Member of the Provincial Assembly of Punjab
- In office 29 May 2013 – 31 May 2018
- Constituency: PP-125 Sialkot-V
- Incumbent
- Assumed office 24 February 2024
- Constituency: PP-45 Sialkot-II

Chairman of the Punjab Land Records Authority
- Incumbent
- Assumed office 5 September 2024

Personal details
- Born: 1 December 1971 (age 54) Sialkot, Punjab, Pakistan
- Party: PMLN (2013-present)
- Parent: Akhtar Ali Vario (father)
- Relatives: Armaghan Subhani (cousin) Choudhary Khush Akhtar Subhani (brother)

= Tariq Subhani =

Pakistani politician

Chaudhry Tariq Subhani (طارق سبحا نی) is a Pakistani politician from Sialkot who was a Member of the Provincial Assembly of the Punjab, from May 2013 to May 2018. Subhani was born in a prominent Vario family of Gujjars. He is the son of Akhtar Ali Vario a prominent politician and landlord of Sialkot who was elected as Member National Assembly & Member Provincial Assembly of Punjab several times.

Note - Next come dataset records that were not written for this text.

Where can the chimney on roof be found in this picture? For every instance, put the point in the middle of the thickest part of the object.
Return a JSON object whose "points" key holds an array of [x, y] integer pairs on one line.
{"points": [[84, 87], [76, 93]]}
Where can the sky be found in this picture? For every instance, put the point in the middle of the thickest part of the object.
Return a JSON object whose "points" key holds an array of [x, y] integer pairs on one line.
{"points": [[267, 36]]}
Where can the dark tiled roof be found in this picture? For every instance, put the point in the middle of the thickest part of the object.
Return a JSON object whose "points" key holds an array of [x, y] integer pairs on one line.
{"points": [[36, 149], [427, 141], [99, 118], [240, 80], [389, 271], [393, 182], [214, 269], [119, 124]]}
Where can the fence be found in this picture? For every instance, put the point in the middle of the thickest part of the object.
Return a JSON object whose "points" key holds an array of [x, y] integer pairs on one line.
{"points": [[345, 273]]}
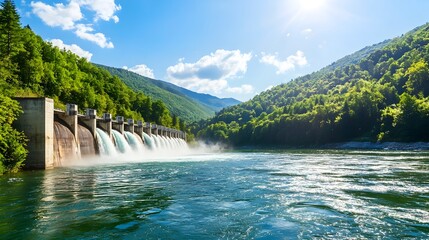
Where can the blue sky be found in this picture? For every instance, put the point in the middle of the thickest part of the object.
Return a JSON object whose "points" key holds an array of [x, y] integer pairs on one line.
{"points": [[227, 48]]}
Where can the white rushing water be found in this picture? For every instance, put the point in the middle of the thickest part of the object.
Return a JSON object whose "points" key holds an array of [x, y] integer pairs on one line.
{"points": [[136, 147]]}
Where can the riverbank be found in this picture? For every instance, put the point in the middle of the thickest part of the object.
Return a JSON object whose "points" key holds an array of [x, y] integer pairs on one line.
{"points": [[412, 146]]}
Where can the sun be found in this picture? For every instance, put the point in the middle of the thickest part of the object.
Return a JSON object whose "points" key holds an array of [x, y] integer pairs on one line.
{"points": [[311, 5]]}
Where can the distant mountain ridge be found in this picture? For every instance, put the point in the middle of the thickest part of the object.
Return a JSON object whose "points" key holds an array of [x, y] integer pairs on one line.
{"points": [[379, 93], [188, 105]]}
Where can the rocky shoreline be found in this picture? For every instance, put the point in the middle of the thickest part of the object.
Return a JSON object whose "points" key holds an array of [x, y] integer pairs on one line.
{"points": [[381, 145]]}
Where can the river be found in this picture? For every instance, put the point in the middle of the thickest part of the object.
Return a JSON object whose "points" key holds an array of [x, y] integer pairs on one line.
{"points": [[307, 194]]}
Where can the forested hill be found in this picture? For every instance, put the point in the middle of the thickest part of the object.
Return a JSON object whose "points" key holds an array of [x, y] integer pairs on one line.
{"points": [[186, 104], [377, 94], [31, 67]]}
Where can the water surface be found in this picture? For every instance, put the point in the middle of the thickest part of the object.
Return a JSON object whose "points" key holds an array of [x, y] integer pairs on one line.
{"points": [[233, 195]]}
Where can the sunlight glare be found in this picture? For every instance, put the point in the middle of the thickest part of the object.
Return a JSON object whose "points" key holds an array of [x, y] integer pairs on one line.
{"points": [[311, 5]]}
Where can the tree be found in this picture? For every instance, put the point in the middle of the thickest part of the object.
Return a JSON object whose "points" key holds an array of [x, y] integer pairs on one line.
{"points": [[10, 29]]}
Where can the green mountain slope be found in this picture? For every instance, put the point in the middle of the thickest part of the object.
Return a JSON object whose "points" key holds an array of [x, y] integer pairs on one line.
{"points": [[31, 67], [208, 100], [186, 104], [378, 93]]}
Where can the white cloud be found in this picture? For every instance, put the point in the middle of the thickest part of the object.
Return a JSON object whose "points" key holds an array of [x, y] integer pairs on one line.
{"points": [[73, 48], [141, 69], [210, 74], [307, 31], [298, 59], [104, 9], [58, 15], [243, 89], [86, 32], [70, 17]]}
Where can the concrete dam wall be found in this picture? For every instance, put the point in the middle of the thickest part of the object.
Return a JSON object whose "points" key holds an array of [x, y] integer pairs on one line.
{"points": [[59, 137]]}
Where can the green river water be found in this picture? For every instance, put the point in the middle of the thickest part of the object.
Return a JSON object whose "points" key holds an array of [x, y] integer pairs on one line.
{"points": [[224, 195]]}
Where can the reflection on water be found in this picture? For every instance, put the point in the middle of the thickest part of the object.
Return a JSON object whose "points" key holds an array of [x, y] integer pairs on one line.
{"points": [[313, 194]]}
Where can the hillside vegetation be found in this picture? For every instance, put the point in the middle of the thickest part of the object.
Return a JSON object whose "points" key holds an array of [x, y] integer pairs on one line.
{"points": [[188, 105], [377, 94], [32, 67]]}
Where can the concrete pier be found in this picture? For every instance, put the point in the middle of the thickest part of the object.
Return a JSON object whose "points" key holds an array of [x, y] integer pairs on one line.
{"points": [[90, 121], [37, 123], [105, 123], [39, 118], [118, 125]]}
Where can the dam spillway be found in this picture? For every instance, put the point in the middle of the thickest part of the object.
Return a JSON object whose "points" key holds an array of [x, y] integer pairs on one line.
{"points": [[57, 138]]}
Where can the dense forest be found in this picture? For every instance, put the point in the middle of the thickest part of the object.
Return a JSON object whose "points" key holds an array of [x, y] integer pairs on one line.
{"points": [[380, 93], [31, 67], [181, 106]]}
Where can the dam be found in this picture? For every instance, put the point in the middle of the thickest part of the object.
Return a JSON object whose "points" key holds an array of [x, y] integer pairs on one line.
{"points": [[57, 137]]}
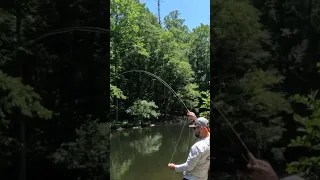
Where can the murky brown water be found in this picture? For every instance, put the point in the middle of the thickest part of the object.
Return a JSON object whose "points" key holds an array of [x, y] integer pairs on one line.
{"points": [[143, 154]]}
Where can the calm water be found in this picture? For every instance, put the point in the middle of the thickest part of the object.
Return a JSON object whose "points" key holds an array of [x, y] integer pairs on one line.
{"points": [[145, 153]]}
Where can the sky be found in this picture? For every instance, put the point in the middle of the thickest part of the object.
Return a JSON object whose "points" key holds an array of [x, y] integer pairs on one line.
{"points": [[194, 12]]}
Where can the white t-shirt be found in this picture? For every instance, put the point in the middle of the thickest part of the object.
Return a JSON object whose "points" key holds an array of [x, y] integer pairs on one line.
{"points": [[198, 162]]}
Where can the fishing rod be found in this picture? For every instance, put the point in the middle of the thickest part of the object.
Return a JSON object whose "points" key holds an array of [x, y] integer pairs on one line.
{"points": [[187, 110], [176, 94], [162, 81]]}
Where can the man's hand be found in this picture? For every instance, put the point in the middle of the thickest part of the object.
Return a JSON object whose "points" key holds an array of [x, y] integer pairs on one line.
{"points": [[261, 170], [191, 116], [171, 166]]}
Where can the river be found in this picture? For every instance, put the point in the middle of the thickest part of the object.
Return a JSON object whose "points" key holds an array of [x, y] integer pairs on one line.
{"points": [[145, 153]]}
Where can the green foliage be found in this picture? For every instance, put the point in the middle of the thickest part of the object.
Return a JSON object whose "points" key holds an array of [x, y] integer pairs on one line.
{"points": [[143, 110], [308, 166], [172, 52], [116, 93], [17, 97], [205, 104]]}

==Early life and education==
He was born on 1 December 1971 in Sialkot.

He has a degree of the Bachelor of Business Administration which he obtained from William Paterson University in 1997. He has a Diploma from Nutley High School.

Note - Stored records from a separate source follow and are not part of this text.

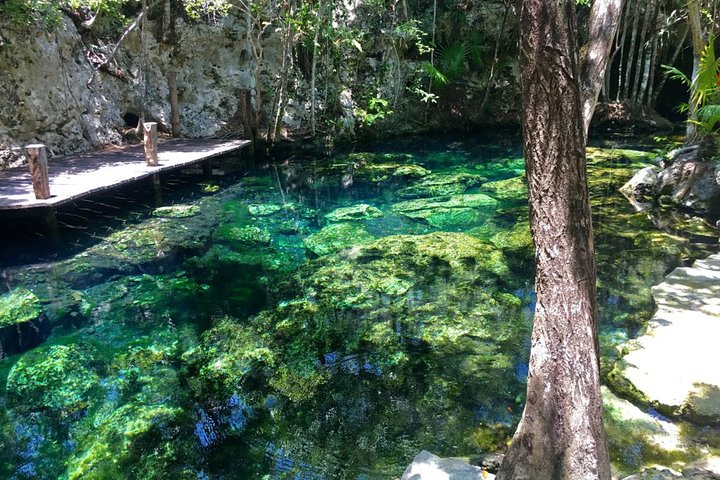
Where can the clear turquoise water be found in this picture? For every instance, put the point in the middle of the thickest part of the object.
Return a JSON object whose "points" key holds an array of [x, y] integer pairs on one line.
{"points": [[307, 318]]}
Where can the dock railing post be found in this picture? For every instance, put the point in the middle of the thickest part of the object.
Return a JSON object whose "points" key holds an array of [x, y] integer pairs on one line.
{"points": [[150, 140], [37, 161]]}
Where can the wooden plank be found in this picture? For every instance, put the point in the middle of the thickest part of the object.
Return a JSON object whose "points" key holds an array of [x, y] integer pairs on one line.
{"points": [[37, 161], [77, 176]]}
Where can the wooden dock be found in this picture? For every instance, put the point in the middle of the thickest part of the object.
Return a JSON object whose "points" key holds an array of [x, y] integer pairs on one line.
{"points": [[77, 176]]}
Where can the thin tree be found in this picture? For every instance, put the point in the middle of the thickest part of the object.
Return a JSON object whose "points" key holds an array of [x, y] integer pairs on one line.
{"points": [[560, 435]]}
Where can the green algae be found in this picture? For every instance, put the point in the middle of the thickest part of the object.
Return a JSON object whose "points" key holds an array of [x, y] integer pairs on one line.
{"points": [[18, 306], [361, 211], [177, 211], [57, 378], [511, 189], [441, 184], [263, 210], [466, 210], [248, 235], [336, 237], [389, 346]]}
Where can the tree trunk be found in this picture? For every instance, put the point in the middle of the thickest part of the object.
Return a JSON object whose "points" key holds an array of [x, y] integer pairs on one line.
{"points": [[698, 38], [654, 95], [496, 58], [631, 56], [635, 87], [602, 26], [649, 53], [174, 108], [560, 435], [313, 72]]}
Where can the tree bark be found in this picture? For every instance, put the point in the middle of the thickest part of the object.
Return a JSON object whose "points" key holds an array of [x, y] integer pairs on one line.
{"points": [[560, 435], [681, 44], [698, 39], [604, 17], [630, 57], [174, 107]]}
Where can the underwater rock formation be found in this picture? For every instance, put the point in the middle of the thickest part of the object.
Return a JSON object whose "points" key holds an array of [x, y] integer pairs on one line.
{"points": [[23, 324]]}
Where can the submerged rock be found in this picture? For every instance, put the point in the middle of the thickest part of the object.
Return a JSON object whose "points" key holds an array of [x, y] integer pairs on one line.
{"points": [[427, 466], [687, 325], [513, 189], [441, 184], [263, 209], [456, 210], [336, 237], [177, 211], [361, 211], [57, 378], [23, 324]]}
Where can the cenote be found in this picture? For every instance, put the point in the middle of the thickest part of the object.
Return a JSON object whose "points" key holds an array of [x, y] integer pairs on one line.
{"points": [[309, 317]]}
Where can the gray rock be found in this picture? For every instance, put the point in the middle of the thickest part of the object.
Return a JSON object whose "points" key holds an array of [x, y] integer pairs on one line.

He holds American citizenship.

==Political career==

He was elected to the Provincial Assembly of the Punjab as a candidate of Pakistan Muslim League (Nawaz) from Constituency PP-125 (Sialkot-V) in the 2013 Pakistani general election. In 2019,he was made the President of PMLN Sialkot chapter and continues to serve in this office.

He was re-elected to the Provincial Assembly of the Punjab as a candidate of Pakistan Muslim League (N) from constituency PP-45 Sialkot-II in the 2024 Pakistani general election.

==By-elections 2021==
He was given ticket for the Provincial Assembly of the Punjab seat of PP-38 as the candidate of Pakistan Muslim League (N). He received 56,353 votes and his opponent Ahsan Saleem Baryar and candidate of Pakistan Tehreek-e-Insaf received 62,657 votes.